Alexander Wallberg, a candidate graduate from the School of Craft and Design and Emma Wedel, a master’s graduate from the School of Business, Economics and law in Gothenburg.
Building bridges for design
Is language crucial for successful design? That’s certainly the view of a pioneering team in Gothenburg who are building cognitive and linguistic bridges in a new researchbased training programme linking business and design.
“Language and communications are central to the design process”, explains Ulla Johansson, business economist and associate professor of the newly started Business & Design Lab in Gothenburg. “Economists think in numbers and words, whereas designers have an imaginative, visual approach. They think mainly in pictures.” We are meeting on Gothenburg’s Lindholmen campus, a newly built urban landscape in the old shipyard district alongside the river. The new two year masters programme in Business & Design is run as a cooperative project between the School of Business, Economics and Law (Handels) and the School of Design and Crafts (HDK), both parts of Gothenburg University. The programme was launched last autumn with twenty students, all of them graduate economists or designers. “But everything actually started with a completely different building,” says Ulla. Midway between these two institutions in central Gothenburg is a well-known building popularly called “Victory”. It happened to be standing empty when the rector of Handels agreed with the HDK management of the time to use it to link the disciplines of design and management in a spirit of fruitful creativity. When Ulla Johansson who came from Växjö University, where she had worked on similar dialogues between design and economics – joined the programme in 2006, the plans took off seriously. “The essential point was to set up a creative and research-intensive environment”, she explains. “Because the area is so new, it’s important to link up to the smartest and most focussed expertise.”
A key principle is problem-based learning, which means that the students do much of their work on real projects. This approach is facilitated by associating several partner companies to Business & Design. Smart projects offer a shared platform for students to meet despite the diverse knowledge cultures of their respective backgrounds. The partner companies, which are of all sizes, also contribute their resources.
“For example, they handle the project management for smart student assignments”, explains Henning Eklund, study leader with a background as an industrial designer from HDK. The partner companies include representatives from the automotive and components industries as well as the communications sector. The first year has been revolutionary for the pioneering students. Alexander Wallberg, who came to Business & Design with a candidate degree from HDK, thinks that he has above all learnt to reason in a more methodical and strategic way. As a designer, his approach had been largely intuitive; he had learnt to rely on his feelings. “In contrast, I was less keen on seeking explanations and reasoning.” Emma Wedel came to the course from the “opposite” direction. She was equipped with a master’s degree from Handels, where the intuitive aspect was not at all stressed. “An eye-opener for me was that it’s not always necessary to analyze everything”, she says. “One can be freer, rely more on oneself. At the same time, much of the design process can be transferred directly to the strategic work.”
A common approach
It’s precisely these diverse starting points that are the missing link in contemporary design, according to Kersti Sandin, another key player. A former professor of environmental design at HDK, her practical experience as a successful designer and entrepreneur has led her to create much of the trans-disciplinary knowledge that the new training programme is all about. “It’s usual for differently stressed competences to play a role in the design process, but none of them have a complete overview”, she feels.

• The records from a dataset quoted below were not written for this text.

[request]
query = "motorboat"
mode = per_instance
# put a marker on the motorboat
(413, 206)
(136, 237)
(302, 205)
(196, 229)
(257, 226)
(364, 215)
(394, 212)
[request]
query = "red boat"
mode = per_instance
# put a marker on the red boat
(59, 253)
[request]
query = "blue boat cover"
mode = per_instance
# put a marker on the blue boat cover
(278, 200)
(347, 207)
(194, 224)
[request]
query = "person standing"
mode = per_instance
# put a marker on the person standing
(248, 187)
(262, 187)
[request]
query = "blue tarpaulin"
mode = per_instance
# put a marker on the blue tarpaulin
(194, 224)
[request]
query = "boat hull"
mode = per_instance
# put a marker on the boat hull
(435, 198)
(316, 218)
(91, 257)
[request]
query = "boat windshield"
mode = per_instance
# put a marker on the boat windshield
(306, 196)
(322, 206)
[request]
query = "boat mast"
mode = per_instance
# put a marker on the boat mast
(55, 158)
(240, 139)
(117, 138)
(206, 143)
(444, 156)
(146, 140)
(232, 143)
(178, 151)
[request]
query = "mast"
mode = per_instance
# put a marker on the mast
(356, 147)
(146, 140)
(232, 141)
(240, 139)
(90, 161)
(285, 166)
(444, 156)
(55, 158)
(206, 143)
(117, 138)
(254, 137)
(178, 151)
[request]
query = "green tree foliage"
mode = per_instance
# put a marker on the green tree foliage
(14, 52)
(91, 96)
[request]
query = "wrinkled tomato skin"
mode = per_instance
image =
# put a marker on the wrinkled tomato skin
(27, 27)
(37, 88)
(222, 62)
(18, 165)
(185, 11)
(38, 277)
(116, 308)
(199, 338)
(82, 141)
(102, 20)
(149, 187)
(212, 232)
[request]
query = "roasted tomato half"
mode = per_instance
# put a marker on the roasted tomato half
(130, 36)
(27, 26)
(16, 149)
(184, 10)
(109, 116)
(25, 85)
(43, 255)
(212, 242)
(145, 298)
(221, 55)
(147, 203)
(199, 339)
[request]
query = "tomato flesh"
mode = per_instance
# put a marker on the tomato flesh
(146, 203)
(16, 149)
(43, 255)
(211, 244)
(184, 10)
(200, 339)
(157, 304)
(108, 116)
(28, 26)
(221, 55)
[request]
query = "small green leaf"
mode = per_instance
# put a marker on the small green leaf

“We must bridge this gap,” says Kersti. But that does not mean that economists should become designers or vice-versa. They merely need to be trained in a common approach. Thanks to a grant of SEK 40 million from the Söderberg Foundation, a chair was linked to the training programme and is being set up at the time of writing. In the meantime, reconstruction of the “Victory” – where the whole idea was born – is in full swing. The character of a trans-Disciplinary meeting place will emerge from the interior, whose entire ground floor is now being rebuilt to become an inspiring design lounge. The provisional meeting room at Lindholm is already vibrating palpably with expectation.